Most importantly, we realise that the business environment has changed radically with new dynamics – competition, globalisation, climate change, technology disruption and newer regulations. These trends are replacing the traditional sources of our competitive advantage – market position, scale and legacy. So, I have set three priorities for BHEL – first, enhancing responsiveness to the needs of customers, employees and shareholders; second, strengthening the existing capabilities and building new sources of competitive advantage in the new scenario; and third, put in place drivers for sustaining long-term growth. I will relentlessly be working on these three strategy themes.
What is the company’s outlook for the power sector for the next few years?

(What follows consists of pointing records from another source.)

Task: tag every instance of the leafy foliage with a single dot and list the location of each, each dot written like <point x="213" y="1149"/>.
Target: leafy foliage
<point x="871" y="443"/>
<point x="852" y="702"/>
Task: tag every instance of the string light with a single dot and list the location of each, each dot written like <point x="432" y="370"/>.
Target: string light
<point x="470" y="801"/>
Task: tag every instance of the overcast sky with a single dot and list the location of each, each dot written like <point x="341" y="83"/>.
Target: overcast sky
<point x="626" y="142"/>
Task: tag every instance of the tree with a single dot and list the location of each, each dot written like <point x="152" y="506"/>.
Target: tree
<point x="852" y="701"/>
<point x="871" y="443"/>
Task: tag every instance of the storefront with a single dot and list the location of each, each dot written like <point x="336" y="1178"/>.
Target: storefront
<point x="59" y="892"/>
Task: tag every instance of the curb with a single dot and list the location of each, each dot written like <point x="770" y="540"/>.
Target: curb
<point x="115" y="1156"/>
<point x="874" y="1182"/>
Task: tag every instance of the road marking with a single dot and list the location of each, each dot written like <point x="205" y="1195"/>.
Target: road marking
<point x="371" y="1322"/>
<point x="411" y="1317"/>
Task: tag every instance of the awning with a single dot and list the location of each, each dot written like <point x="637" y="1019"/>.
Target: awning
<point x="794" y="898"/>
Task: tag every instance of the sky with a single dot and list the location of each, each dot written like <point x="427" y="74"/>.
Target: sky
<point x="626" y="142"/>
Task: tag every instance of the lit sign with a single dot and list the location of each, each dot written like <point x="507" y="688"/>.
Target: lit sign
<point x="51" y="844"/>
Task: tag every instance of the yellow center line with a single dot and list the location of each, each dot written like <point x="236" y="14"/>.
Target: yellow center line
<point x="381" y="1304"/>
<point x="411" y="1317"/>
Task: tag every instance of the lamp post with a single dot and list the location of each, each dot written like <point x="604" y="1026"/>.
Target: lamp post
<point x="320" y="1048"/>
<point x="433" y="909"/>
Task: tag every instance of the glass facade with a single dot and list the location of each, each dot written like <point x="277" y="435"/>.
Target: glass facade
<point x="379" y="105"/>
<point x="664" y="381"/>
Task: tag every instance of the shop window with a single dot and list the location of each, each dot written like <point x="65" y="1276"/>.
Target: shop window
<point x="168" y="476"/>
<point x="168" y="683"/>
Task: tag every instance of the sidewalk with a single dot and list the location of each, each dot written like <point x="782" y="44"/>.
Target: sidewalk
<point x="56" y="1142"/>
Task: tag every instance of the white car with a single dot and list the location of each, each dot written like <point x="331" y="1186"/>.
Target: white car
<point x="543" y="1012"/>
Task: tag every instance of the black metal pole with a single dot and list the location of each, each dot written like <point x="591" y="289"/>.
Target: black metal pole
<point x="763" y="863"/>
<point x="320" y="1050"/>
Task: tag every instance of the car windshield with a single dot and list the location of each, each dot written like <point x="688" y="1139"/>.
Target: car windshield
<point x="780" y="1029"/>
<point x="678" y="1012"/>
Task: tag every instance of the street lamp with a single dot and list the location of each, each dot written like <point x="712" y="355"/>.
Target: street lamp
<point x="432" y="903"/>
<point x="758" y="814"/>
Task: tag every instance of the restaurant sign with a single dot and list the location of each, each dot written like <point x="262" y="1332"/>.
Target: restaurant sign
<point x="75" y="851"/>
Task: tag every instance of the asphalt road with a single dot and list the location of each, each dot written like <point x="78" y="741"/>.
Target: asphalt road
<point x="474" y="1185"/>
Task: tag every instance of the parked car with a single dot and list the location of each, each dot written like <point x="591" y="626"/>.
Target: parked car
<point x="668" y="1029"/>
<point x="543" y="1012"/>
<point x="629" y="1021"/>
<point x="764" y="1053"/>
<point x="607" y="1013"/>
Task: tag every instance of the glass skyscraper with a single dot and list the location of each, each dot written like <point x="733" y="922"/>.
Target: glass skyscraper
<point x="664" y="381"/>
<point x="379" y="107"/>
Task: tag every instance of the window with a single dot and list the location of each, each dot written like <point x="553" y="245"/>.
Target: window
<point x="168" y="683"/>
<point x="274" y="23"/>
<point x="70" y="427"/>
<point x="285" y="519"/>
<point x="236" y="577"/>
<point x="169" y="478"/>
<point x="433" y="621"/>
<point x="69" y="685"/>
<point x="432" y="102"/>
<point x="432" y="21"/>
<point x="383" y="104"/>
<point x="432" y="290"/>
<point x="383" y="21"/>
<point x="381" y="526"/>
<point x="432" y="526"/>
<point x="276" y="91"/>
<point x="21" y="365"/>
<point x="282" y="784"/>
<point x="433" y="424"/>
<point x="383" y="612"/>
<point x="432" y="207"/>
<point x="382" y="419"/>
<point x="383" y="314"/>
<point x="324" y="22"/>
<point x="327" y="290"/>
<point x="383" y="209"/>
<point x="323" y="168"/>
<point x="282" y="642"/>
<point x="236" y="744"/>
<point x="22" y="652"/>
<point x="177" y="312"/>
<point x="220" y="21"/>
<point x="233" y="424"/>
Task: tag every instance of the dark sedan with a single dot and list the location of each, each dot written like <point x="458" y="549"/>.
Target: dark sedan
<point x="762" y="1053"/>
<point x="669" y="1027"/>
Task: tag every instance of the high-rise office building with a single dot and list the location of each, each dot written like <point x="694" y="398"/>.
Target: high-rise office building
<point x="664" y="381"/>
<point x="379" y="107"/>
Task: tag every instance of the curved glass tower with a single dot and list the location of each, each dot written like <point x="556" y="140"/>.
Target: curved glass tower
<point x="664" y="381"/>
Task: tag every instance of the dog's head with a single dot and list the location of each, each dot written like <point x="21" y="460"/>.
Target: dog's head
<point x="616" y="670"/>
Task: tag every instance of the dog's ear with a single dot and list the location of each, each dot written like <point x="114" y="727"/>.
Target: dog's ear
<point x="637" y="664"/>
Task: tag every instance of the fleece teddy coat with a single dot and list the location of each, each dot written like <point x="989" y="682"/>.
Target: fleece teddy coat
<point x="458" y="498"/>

Home to 18 per cent of the world’s population, India uses only 6 per cent of the world’s primary energy. The country’s energy consumption has almost doubled since 2000 and the potential for further growth is enormous. India’s economy, already the world’s third largest, is growing rapidly and policies such as “Make in India” are in place to press ahead with the country’s modernisation and expansion of its manufacturing. Various studies project power demand in India to reach 4 trillion kWh by 2030 – four times the current level – primarily driven by manufacturing growth, rural electrification and the replacement of diesel generators with grid power. In this backdrop, we are upbeat about the long-term prospects of the Indian power sector.